WARUNG BAKSO BU IJAH

By Astri Soeparyono, Rabu, 25 Januari 2012 | 16:00 WIB
WARUNG BAKSO BU IJAH (Astri Soeparyono)

"Kenapa kamu masih disini?" tanyanya cemas. "kan kepala sekolah udah bikin peraturan baru. Murid-murid nggak boleh masih ada disekolah selewat jam 4 sore ! Emangnya kamu nggak takut ikut hilang kayak murid-murid yang dulu?"

"Ah, Bapak khawatir banget sih!" Luna memutar bola matanya.

"Terus kenapa kamu nggak bawa tas?"

Luna terlonjak kaget. Dia baru menyadari bahwa tas gemblok tak lagi menempel di punggungnya.

"Aduh! ketinggalan dikantin!" Dia menepuk dahi. Buru-buru berbalik dan

berseru. "Gerbangnya jangan di lutup dulu ya, pak'"

Pak Badrun mengawasinya berlari dengan wajah cemberut, Luna mengabaikan kecemasan si Penjaga sekolah dan terus berlari menyeberangi lapangan upacara, kelas-kelas kosong dan tiba di halaman sekolah. Tapi sayangnya, warung bakso itu sudah di kunci begitu dia sampai.

"Bu Ijah!" Serunya, mengedor-gedor pintu. "Bu Ijah, tas Luna ketinggalan didalam! buka dulu dong!"

Namun tak ada yang membukakan. Luna mulai berpikir untuk mengambilnya besok pagi saja. Tapi begitu menoleh kesamping, dia langsung mengurungkan niatnya. Rumah Bu Ijah bersebelahan dengan kantin, kenapa tidak mampir saja untuk memintanya mengambilkan tas. Luna pun beralih menggedor-gedor pintu rumah.

Pintu rumah itu tidak terkunci dan langsung membuka sendiri begitu Luna mendorongnya.

"Bu Ijah, Luna masuk ya?" serunya keras-keras, tapi tetap tak terdengar jawaban.

Luna pun melangkah ke dalam. Rumah itu kecil dan penuh sesak dengan barang-barang. Ada oven tua berkarat, televisi yang layarnya sudah retak dan sekumpulan alat masak kuno. Lantai papannya dilapisi karpet berdebu. Luna terus berjalan masuk sampai...

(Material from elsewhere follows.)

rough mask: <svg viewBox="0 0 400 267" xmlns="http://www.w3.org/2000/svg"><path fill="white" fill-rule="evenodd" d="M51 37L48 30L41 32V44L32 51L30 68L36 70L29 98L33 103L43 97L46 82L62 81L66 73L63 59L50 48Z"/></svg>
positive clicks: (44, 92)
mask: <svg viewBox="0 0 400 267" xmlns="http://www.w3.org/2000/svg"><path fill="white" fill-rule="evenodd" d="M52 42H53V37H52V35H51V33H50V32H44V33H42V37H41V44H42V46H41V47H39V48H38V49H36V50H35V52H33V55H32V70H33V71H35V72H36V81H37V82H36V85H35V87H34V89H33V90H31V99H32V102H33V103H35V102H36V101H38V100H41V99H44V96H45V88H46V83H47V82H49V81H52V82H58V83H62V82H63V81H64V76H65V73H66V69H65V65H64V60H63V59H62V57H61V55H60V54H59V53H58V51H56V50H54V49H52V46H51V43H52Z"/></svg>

"Ouch!" Dia tersandung tepi karpet yang sedikit menggulung. Memaki pelan, dia bangkit berdiri. Matanya menangkap sebentuk pintu tingkap yang terlihat dibalik karpet yang tersingkap akibat disandung Luna tadi. Didera rasa penasaran, Luna akhirnya menarik tepi papan dan menemukan tangga menuju ruang bawah tanah.

Jantungnya langsung berdebar kencang. Ruang apa itu? Tak ada seorang pun di sekolah Luna yang tahu bahwa Bu Ijah memiliki ruang bawah tanah di rumahnya. Menoleh kanan kiri dan tidak melihat siapa-siapa, Luna akhirnya memberanikan diri menuruni tangga itu.

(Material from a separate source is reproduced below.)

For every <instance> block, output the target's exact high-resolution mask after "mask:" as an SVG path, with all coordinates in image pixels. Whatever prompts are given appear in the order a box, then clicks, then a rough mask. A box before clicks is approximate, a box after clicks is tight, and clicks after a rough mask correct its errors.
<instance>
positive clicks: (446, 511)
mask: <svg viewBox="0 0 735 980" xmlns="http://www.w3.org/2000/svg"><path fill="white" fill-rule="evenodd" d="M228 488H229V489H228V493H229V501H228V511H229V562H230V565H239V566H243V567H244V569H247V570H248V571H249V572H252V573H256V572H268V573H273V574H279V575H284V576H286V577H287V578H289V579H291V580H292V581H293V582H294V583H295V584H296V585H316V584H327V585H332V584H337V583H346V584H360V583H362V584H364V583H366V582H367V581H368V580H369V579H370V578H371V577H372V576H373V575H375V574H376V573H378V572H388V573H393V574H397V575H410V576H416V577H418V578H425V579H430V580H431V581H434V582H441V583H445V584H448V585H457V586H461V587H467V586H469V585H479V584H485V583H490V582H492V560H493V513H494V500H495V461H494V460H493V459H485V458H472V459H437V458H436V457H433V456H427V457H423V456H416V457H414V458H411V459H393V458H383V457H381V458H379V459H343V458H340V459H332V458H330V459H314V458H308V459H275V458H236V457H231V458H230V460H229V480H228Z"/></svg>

Bau busuk yang menyengat menyerang hidung begitu dia tiba di ruang bawah tanah berpenerangan lilin itu. Di sudut ada mesin giling tua dan baskom berukuran besar yang penuh berisi daging kemerahan. Luna melintasi ruangan, memandang ingin tahu gundukan-gundukan gelap di samping mesin giling.

Dan jantungnya terasa mau copot begitu melihat sosok-sosok yang sudah tak berbentuk itu. Seragam SMA mereka yang koyak penuh darah telah dilemparkan kesamping. Tulang-tulang rusuk yang tak bias dikenali lagi. Luna menatap mesin giling lagi dan tiba-tiba saja dia mengerti.

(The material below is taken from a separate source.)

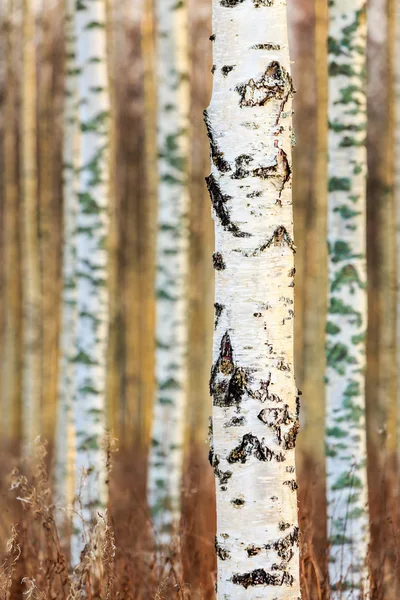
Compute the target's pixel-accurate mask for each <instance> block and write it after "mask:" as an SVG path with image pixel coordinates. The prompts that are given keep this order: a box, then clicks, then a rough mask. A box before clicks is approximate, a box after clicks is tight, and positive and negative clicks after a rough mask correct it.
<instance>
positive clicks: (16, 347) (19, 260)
mask: <svg viewBox="0 0 400 600" xmlns="http://www.w3.org/2000/svg"><path fill="white" fill-rule="evenodd" d="M14 9H15V6H14V1H13V0H9V2H8V15H7V19H8V22H7V39H6V43H7V67H6V68H7V72H6V90H5V93H6V97H5V106H4V177H5V181H4V221H3V240H4V242H3V243H4V289H5V295H4V305H5V318H4V345H3V368H2V380H1V384H2V390H1V392H2V394H1V395H2V407H1V408H2V415H3V416H2V439H3V441H4V442H5V443H6V444H8V443H13V442H14V443H15V442H17V441H18V439H19V435H20V403H21V342H22V329H21V317H22V314H21V308H22V307H21V256H20V227H19V218H20V214H19V200H18V197H19V187H18V166H17V165H18V160H17V130H16V126H17V78H16V75H15V73H16V64H15V47H16V43H15V42H16V31H15V12H14Z"/></svg>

Harga daging yang mahal... Penjual bakso lain menggunakan daging tikus... rambut yang pernah dia temukan dalam baksonya...

Dia mendekap mulut menahan muntah. Tubuhnya dibanjiri keringat dingin.

"Kamu akan jadi bakso yang sangat lezat, Luna!" kata suara dibelakangnya.

Luna berbalik. Hal terakhir yang dilihatnya adalah Bu Ijah menyabetkan penggilas adonan ke arahnya.